Mas há muitos mais pontos de interesse para quem quer admirar arquitetura. A começar pelo ex-libris da cidade, a Torre dos Clérigos, com o seu estilo predominantemente barroco, da autoria do italiano Nicolau Nasoni. Gustave Eiffel deixou a sua marca na Ponte D. Maria Pia, a Casa da Música recebe visitas diárias de interessados no projeto do holandês Rem Koolhaas, o novo Terminal de Cruzeiros do Porto de Leixões, da autoria de Luís Pedro Silva, acaba de vencer o prémio de Edifício do Ano 2017, categoria Arquitetura Pública, promovido pela plataforma internacional Archdaily. E tanto mais haveria por dizer.

A Casa da Música abriu às portas da Porto 2001 – Capital Europeia da Cultura. © Wojtek Gurak / Visualhunt.com

As pessoas

No livro Porto D’Honra, Manuel de Sousa salienta que há traços de personalidade que os portuenses gostam de identificar como seus: o Porto como capital do trabalho; a cidade empreendedora, industrial e laboriosa; o seu cunho liberal e progressista; o valor da palavra dada; o vernáculo portuense; a pronúncia do Norte; o orgulho no que é seu; o forte bairrismo e a inexcedível hospitalidade. Elogiar a simpatia e a arte de bem receber nacionais é um clássico dos turistas estrangeiros. A Norte, essa hospitalidade é ainda mais vincada. E é meio caminho andado para que um visitante tenha uma experiência agradável e que queira regressar um dia. Viena, Berlim, Bruxelas, Praga, Basileia, Amesterdão e Roterdão: são muito bonitas, mas esta taça não levam.

O quarteirão das artes

A Rua Miguel Bombarda, em Cedofeita, atraiu tantos criativos nos últimos anos que galeristas e artistas independentes têm agora direito a seis grandes festas de rua por ano. São as “Inaugurações simultâneas em Miguel Bombarda“, em que galerias como a de Fernando Santos, Trindade, Ó! Galeria, Quadrado Azul, Símbolo e Artes em Partes inauguram novas exposições e as lojas de criadores independentes renovam as suas montras. Nas ruas, o município oferece animação paralela a quem passa, com destaque para a Bombarda Stop & Go, em que estudantes de Belas-Artes fazem visitas guiadas pelas exposições. Tudo de acesso livre. As de 2017 já estão marcadas e acontecem a 11 de março, 29 de abril, 17 de junho, 23 de setembro e 11 de novembro.

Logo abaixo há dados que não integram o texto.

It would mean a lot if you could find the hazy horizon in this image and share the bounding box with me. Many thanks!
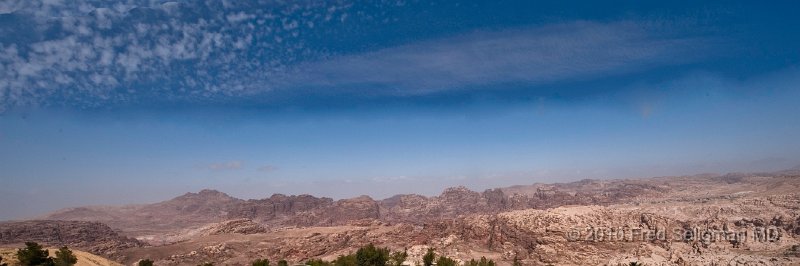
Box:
[0,0,800,220]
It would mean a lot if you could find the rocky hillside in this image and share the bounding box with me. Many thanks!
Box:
[0,220,144,256]
[14,171,800,265]
[43,176,670,236]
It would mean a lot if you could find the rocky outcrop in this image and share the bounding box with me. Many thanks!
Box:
[202,219,267,235]
[0,220,144,255]
[228,194,333,222]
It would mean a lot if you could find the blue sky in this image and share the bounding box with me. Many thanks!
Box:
[0,0,800,219]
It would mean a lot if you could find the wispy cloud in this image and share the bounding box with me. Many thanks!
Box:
[256,165,278,172]
[0,0,709,111]
[283,22,713,95]
[206,161,243,171]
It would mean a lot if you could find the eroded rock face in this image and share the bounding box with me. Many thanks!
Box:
[0,220,144,255]
[228,194,333,221]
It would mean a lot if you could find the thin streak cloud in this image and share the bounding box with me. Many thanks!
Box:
[283,21,714,95]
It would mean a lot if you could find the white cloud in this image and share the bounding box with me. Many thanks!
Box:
[281,22,710,94]
[207,161,243,170]
[0,0,708,109]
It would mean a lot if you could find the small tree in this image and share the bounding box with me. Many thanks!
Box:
[422,248,436,266]
[253,259,269,266]
[436,256,458,266]
[513,256,522,266]
[53,246,78,266]
[17,242,53,265]
[333,254,358,266]
[390,250,408,266]
[356,244,389,266]
[306,259,332,266]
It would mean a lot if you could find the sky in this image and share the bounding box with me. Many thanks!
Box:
[0,0,800,220]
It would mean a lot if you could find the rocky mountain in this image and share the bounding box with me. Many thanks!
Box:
[23,171,800,265]
[0,220,145,257]
[43,180,670,236]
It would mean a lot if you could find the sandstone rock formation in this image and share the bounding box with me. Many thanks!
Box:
[0,220,143,255]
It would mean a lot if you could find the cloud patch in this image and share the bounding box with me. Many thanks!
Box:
[284,22,713,95]
[206,161,243,171]
[0,0,711,112]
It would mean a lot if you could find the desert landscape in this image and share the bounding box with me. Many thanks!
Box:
[0,170,800,265]
[0,0,800,266]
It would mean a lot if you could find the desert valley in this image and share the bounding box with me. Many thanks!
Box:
[0,170,800,265]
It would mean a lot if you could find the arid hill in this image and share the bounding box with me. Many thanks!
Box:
[23,171,800,265]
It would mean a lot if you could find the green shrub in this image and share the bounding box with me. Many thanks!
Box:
[17,242,54,266]
[252,259,269,266]
[356,244,389,266]
[53,246,78,266]
[436,256,458,266]
[422,248,436,266]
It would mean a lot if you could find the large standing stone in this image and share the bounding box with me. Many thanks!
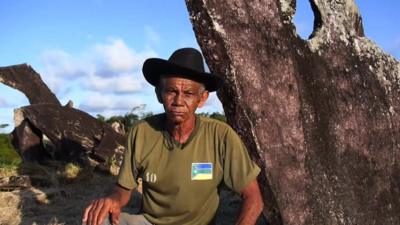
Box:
[186,0,400,225]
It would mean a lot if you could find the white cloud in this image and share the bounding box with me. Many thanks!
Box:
[144,26,160,44]
[79,92,143,113]
[93,39,156,76]
[198,92,224,112]
[0,97,8,107]
[84,74,143,93]
[42,38,157,95]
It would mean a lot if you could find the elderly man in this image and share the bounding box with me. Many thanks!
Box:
[83,48,263,225]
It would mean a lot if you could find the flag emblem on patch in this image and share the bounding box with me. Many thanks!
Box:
[192,163,212,180]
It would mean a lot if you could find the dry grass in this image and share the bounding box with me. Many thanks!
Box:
[0,162,265,225]
[0,163,142,225]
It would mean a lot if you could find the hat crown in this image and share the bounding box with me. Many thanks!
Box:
[168,48,204,73]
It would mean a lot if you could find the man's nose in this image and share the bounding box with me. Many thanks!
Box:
[174,93,183,105]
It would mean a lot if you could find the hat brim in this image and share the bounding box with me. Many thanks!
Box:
[142,58,223,92]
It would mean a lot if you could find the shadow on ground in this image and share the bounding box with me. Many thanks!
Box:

São muitas as galerias que inauguram novas exposições. Quem quiser pode adquirir as obras. © Pedro Figueiredo / CMP

A francesinha

É o verdadeiro pitéu da cidade. É também o pesadelo de qualquer cardiologista ou nutricionista. Quando o site The Culture Trip a incluiu no top 10 dos melhores sabores locais da Europa, descreveu-a como “uma refeição pesada de proporções épicas, servida com uma generosa pilha de batatas fritas, mergulhadas num molho de marca registada”. A sanduíche recheada com diferentes carnes e enchidos, coberta com queijo derretido e mergulhada no molho de cerveja (e outros ingredientes secretos que os cozinheiros preferem não revelar, ou não fosse o molho a chave deste prato) vem em todos os guias turísticos. O melhor de tudo: não é uma armadilha; os portuenses comem mesmo francesinhas.

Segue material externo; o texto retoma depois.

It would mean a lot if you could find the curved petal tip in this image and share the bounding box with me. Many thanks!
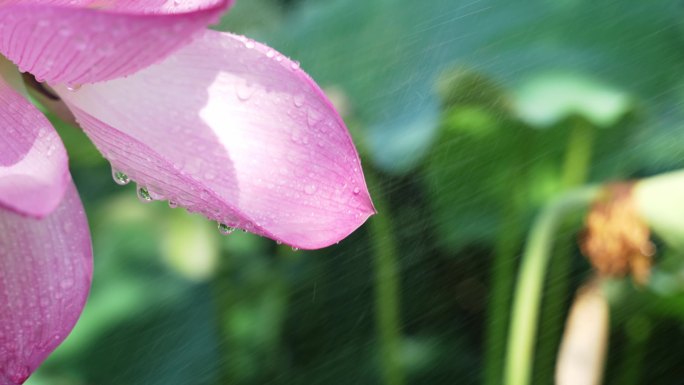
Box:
[55,31,375,249]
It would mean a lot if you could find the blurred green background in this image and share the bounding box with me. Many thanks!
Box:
[27,0,684,385]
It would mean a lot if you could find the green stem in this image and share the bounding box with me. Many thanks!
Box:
[483,170,522,385]
[366,170,405,385]
[534,119,595,383]
[504,186,600,385]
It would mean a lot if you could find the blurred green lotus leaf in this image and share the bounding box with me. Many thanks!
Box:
[161,210,219,281]
[514,72,632,127]
[634,170,684,250]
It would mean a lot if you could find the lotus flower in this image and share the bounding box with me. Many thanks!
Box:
[0,0,374,385]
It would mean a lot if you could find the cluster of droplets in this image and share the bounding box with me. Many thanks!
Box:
[112,168,299,251]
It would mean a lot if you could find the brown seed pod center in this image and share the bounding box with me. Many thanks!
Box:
[580,182,655,285]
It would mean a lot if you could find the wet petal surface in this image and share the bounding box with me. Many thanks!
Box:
[0,0,232,85]
[0,70,70,217]
[56,31,374,248]
[0,184,92,385]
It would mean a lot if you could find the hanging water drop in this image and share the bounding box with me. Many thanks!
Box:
[218,223,235,235]
[112,169,131,186]
[138,187,152,203]
[293,94,304,107]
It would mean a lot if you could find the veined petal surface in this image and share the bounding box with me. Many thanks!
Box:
[0,71,70,217]
[55,31,375,248]
[0,184,93,385]
[0,0,232,85]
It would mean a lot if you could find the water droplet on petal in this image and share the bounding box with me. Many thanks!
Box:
[218,223,235,235]
[304,184,316,195]
[138,187,152,203]
[112,169,131,186]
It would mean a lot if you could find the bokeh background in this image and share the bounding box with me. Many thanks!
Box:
[27,0,684,385]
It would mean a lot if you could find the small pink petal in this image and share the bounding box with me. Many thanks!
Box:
[56,31,375,248]
[0,184,93,385]
[0,0,233,85]
[0,71,70,217]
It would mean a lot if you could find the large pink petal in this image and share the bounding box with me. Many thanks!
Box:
[0,71,70,217]
[0,184,93,385]
[56,31,374,248]
[0,0,233,85]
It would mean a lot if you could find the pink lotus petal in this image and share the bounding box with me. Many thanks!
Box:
[0,0,232,85]
[0,71,70,217]
[0,184,93,385]
[56,31,374,248]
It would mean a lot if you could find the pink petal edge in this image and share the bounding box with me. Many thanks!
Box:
[0,71,70,218]
[55,31,375,249]
[0,184,93,385]
[0,0,233,85]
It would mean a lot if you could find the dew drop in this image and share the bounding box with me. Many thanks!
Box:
[112,169,131,186]
[138,187,152,203]
[218,223,235,235]
[293,94,304,107]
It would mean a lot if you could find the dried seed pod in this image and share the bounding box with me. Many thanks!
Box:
[580,183,655,285]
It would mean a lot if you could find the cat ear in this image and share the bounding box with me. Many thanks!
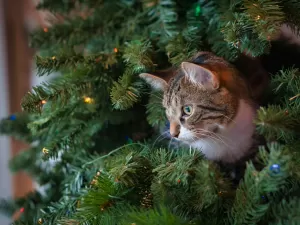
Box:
[140,73,168,91]
[181,62,219,89]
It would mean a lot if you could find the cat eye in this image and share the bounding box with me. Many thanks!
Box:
[182,105,193,116]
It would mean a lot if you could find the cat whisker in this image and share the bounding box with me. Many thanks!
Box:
[220,113,237,124]
[194,128,231,148]
[168,137,173,149]
[152,130,169,146]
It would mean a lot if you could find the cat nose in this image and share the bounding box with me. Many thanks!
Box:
[170,123,180,138]
[170,132,180,138]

Uma das perguntas que mais se fazem aos locais é onde se pode comer uma boa francesinha. Não há uma resposta única, mas o pequeno Bufete Fase, cujo espaço é pequeno (mesmo que o aumentasse, continuaria a ser insuficiente para tanta procura), é uma escolha segura. O Café Santiago também, haja coragem para enfrentar as filas. Se estiver mesmo cheio, o estabelecimento do lado, precisamente chamado Lado B, também as serve com mestria (e tem uma versão vegetariana). O restaurante Yuko, apesar de mais afastado da Baixa (Rua Costa Cabral), merece qualquer desvio pela recompensa de comer a francesinha.

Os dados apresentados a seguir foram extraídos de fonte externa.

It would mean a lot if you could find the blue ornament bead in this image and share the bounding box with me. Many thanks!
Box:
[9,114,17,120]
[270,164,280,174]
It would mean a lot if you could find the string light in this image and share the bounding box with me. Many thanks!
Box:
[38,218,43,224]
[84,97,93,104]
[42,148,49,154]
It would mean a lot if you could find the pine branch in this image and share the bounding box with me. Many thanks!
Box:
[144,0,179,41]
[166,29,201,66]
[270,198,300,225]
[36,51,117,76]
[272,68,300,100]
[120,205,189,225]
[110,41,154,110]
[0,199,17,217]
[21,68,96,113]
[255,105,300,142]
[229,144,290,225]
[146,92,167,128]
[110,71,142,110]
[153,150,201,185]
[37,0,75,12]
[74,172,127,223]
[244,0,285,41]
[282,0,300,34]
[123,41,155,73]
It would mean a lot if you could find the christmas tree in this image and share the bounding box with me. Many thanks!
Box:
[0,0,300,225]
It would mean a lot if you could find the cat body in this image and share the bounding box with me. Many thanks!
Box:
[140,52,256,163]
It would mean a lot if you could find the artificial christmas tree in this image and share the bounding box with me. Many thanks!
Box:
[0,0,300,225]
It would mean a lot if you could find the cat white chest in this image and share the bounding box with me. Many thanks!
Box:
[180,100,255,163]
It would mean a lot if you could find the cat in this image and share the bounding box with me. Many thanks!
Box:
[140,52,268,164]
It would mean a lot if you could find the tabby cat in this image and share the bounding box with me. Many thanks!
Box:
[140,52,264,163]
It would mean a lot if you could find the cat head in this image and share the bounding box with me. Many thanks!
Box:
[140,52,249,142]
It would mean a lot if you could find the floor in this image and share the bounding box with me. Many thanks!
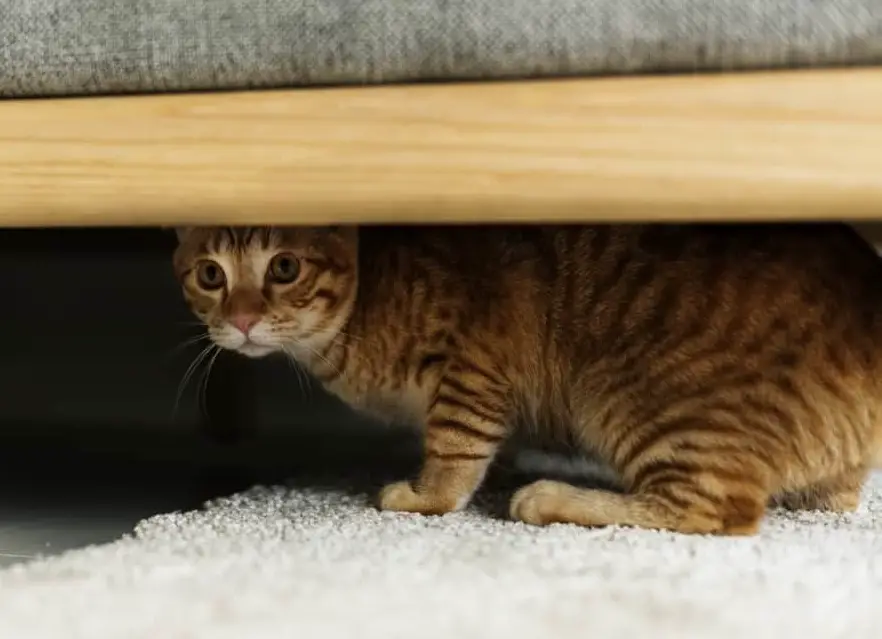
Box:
[0,420,422,567]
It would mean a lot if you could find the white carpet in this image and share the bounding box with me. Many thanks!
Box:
[0,464,882,639]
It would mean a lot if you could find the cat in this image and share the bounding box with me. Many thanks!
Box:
[174,223,882,535]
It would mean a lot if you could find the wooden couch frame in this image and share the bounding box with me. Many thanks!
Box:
[0,68,882,227]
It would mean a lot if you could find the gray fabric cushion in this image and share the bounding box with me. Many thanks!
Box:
[0,0,882,96]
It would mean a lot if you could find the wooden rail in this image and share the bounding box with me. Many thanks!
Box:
[0,69,882,227]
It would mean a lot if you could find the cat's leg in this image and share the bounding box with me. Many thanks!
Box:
[511,480,767,535]
[510,415,776,535]
[773,468,867,513]
[379,365,508,514]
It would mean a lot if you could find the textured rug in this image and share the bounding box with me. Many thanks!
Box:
[0,460,882,639]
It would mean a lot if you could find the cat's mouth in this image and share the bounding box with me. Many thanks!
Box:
[234,340,278,357]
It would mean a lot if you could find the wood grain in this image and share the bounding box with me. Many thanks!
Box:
[0,69,882,226]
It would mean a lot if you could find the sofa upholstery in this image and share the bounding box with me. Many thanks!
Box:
[0,0,882,97]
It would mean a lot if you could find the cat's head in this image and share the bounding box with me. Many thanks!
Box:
[174,227,358,359]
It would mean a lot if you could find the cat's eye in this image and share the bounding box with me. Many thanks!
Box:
[196,260,227,291]
[266,253,300,284]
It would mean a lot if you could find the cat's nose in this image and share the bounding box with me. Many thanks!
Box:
[230,313,260,335]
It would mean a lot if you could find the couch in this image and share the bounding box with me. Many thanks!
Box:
[0,0,882,227]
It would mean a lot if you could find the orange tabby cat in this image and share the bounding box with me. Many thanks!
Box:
[174,224,882,534]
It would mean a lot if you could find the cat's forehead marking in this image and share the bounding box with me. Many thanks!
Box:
[207,227,277,287]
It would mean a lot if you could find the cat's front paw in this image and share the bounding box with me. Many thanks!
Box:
[379,481,456,515]
[509,479,572,526]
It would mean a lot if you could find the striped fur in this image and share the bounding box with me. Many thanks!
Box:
[175,224,882,534]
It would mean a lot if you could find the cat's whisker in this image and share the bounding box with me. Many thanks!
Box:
[172,344,219,421]
[199,346,223,419]
[169,333,211,355]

Esta francesinha é do Lado B. © Divulgação

O vinho do Porto

Que dizer de uma das principais exportações portuguesas que o mundo ainda não saiba? Talvez que o vinho do Porto não ficou parado no tempo. Se tradicionalmente era visto como digestivo ou prenda de Natal, as novas gerações são cada vez mais apreciadoras da bebida e os bares estão atentos, criando cocktails como o Porto Tónico, forte concorrente ao Gin Tónico. A cidade tem um orgulho tremendo no vinho que desce o Douro nos barcos rabelos e as caves estão cada vez mais agradáveis a visitas, com bares melhorados e até novos restaurantes de gastronomia requintada. Os wine bars também vão abrindo portas, como a original Capela Incomum (Cedofeita) a os novíssimos Páteo das Flores (Rua das Flores) e Vindega (Foz). Um brinde a esta revolução.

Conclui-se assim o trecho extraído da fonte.